日本大百科全書(ニッポニカ) 「クサボケ」の意味・わかりやすい解説
クサボケ
くさぼけ / 草木瓜
[学] Chaenomeles japonica Lindl.
バラ科(APG分類:バラ科)の落葉小低木。シドミ、ノボケ、コボケ、ジナシともいう。高さ30~60センチメートル。根元からよく分枝し、短枝が変形した長さ約1センチメートルの刺(とげ)がある。若枝には初め細毛があるが、のちに抜けて小突起が出る。花木のボケにはこの突起がなく、滑らかである。葉は互生し、倒卵形で長さ2~5センチメートル、先はやや円く、基部はくさび形で縁(へり)に鈍い鋸歯(きょし)があり、両面とも無毛。雌雄同株。4~5月、径約2.5センチメートル、朱赤色の花を開く。花弁は5枚で円形、萼筒(がくとう)は鐘形で、雌性花ではくびれがあり、子房は下位でよく発達している。雄しべは多数あり、花柱5本で下半部が合生する。果実は球形、径約3センチメートルのなし状果で10月ころ黄色に熟す。日当りのよい山野に普通に生え、関東地方以西の本州、九州に分布。よく盆栽にする。
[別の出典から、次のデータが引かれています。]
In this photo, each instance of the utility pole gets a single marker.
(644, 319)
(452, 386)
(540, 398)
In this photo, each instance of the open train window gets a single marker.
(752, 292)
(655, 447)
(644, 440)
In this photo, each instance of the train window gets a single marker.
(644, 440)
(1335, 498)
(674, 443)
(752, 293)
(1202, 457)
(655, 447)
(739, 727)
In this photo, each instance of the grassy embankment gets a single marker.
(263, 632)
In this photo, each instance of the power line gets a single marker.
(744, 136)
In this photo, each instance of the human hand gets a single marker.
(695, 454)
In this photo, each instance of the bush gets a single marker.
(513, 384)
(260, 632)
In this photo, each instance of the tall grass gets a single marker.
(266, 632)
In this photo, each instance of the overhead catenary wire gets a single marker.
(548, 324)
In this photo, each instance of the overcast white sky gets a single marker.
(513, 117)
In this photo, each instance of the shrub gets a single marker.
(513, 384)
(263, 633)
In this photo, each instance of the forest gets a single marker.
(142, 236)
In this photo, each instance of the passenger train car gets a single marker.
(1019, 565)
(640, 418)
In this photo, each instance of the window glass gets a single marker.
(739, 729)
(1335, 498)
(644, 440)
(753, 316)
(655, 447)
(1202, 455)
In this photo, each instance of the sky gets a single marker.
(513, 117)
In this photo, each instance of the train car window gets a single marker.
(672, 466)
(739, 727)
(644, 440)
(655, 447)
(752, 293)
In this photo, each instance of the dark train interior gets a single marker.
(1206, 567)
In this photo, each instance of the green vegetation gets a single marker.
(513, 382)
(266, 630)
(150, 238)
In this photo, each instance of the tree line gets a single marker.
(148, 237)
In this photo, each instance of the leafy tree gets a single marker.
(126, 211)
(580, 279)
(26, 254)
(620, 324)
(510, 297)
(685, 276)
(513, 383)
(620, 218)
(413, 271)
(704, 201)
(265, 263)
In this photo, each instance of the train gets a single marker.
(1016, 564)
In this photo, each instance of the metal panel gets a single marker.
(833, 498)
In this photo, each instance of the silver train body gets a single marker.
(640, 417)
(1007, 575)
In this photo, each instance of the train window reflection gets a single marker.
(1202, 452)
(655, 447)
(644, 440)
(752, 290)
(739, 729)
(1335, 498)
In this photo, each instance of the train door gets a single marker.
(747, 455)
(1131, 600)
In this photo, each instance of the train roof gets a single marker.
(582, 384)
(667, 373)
果実は香りがよいが、酸味が強く、塩漬け、砂糖漬け、焼酎(しょうちゅう)漬けにして食べる。果実は生薬(しょうやく)名を和木瓜(わもっか)といい、リンゴ酸2~3%、クエン酸、酒石酸などを含み、果実酒(ボケ酒(しゅ))をつくり、整腸、低血圧、暑気あたりなどに用いる。また、利尿剤として脚気(かっけ)、その他に用いる。